Absolutely love this trend of all sorts of different people telling the US Government, ‘do the thing you’re threatening’.
Some people here @ryan_greenblatt (?) have claimed access to uncensored anthropic models at anthropic, maybe they can chime in about what exactly that means. If safeguards are baked into the model early enough in the training process that removing them requires substantial reengineering and maybe additional training runs, then maybe anthropic simply isn’t capable of complying.
If safeguards are introduced post training, anthropic has an uncensored model available. Assuming there isn’t another vendor, or that they want to make a super public demonstration of their power, the US Government has a ton of methods to compel compliance. They can demand it under the DPA, or plausibly use that designation as justification for applying countermeasures to the company. They may even just steal it outright...or if someone else steals the base model, steal it from them, relabel it, and deploy it internally.

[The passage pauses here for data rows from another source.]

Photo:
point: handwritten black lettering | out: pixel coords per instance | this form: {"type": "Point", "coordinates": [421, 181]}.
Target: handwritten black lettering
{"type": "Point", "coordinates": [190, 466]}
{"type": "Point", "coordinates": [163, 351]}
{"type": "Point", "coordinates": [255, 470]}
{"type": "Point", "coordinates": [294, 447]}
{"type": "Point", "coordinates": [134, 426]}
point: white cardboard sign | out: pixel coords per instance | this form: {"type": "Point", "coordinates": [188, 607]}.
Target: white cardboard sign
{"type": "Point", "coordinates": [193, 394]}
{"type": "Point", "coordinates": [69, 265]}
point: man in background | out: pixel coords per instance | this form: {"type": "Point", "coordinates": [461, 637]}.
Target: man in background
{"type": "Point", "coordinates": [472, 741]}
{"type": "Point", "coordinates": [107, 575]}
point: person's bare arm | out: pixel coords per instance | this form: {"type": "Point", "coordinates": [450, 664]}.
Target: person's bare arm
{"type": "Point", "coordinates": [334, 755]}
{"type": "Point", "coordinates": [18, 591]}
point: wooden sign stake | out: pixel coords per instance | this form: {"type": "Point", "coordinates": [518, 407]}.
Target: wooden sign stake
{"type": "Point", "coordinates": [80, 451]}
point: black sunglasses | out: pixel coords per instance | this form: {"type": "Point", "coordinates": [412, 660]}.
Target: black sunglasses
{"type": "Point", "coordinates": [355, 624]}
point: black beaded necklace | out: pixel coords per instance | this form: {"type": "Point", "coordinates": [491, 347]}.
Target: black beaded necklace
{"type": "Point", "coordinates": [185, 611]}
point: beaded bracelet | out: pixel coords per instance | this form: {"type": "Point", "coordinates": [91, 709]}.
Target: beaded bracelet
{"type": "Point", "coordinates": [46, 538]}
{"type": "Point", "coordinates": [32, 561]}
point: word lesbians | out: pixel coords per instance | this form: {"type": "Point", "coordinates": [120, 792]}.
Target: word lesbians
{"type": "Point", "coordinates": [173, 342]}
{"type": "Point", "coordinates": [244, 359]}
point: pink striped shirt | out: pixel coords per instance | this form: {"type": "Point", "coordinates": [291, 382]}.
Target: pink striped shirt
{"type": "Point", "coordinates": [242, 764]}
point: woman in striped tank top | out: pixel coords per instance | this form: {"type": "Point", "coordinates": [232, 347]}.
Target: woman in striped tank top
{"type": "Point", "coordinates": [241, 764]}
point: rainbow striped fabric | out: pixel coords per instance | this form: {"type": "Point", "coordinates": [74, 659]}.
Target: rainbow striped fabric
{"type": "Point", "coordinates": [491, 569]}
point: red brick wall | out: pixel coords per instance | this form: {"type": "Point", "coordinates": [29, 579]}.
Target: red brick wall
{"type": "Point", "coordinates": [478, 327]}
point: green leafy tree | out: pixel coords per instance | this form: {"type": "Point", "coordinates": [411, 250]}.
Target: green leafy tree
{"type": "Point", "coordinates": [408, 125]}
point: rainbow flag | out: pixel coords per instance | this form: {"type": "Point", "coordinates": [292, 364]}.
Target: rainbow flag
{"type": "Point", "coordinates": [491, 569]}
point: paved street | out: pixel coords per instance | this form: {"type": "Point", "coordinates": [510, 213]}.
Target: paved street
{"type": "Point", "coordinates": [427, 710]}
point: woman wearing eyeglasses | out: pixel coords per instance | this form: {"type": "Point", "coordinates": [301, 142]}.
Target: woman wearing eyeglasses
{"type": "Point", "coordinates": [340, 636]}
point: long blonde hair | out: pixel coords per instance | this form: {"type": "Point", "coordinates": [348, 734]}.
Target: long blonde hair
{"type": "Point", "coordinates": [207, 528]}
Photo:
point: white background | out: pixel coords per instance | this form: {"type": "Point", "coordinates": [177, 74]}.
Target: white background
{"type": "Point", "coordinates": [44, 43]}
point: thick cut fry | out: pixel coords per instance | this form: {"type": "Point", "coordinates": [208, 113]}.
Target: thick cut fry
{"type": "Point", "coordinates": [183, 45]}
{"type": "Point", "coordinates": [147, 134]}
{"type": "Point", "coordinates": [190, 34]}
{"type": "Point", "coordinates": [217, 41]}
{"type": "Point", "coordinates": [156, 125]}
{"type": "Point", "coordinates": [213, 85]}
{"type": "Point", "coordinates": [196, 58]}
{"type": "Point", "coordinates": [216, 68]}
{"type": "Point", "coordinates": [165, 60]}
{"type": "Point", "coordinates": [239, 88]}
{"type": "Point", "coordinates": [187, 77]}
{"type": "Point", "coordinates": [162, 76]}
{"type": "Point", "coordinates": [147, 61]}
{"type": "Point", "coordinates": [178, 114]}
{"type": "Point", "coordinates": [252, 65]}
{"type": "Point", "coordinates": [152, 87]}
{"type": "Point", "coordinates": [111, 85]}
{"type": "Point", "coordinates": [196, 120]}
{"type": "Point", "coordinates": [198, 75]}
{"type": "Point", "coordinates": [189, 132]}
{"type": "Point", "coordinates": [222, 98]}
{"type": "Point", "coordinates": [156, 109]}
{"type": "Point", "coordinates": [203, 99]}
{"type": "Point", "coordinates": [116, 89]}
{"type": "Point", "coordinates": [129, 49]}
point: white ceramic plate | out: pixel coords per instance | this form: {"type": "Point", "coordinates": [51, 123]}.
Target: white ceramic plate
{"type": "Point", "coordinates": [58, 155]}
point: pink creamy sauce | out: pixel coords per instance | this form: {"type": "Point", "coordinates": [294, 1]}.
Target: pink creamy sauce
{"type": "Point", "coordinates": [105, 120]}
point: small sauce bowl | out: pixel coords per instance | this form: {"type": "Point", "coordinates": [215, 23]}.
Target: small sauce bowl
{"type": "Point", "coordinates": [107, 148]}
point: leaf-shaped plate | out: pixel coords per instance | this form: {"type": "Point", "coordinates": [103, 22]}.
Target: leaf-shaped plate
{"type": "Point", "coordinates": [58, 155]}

There’s always the possibility that this is just a face saving move, where anthropic has a tiny team in the company and a classified contract, where they just hand over the uncensored model and get to keep their public face intact. Under normal circumstances, I’d assume that DoW would just go with a different vendor, but who knows with this administration, they seem really averse to being publicly contradicted.
DoW may also believe that they were being conciliatory and kind by allowing anthropic to add ‘any lawful use’ safeguards instead of just demanding the base model without post training safeguards.
Thanks for replying, I think I was thinking of this post: https://www.lesswrong.com/posts/FG54euEAesRkSZuJN/ryan_greenblatt-s-shortform?commentId=B6oDGoyphuNuzdDAT I didn’t understand the distinction between employee and helpful only access. Can you elaborate on the difference between employee access, public access, and helpful only access?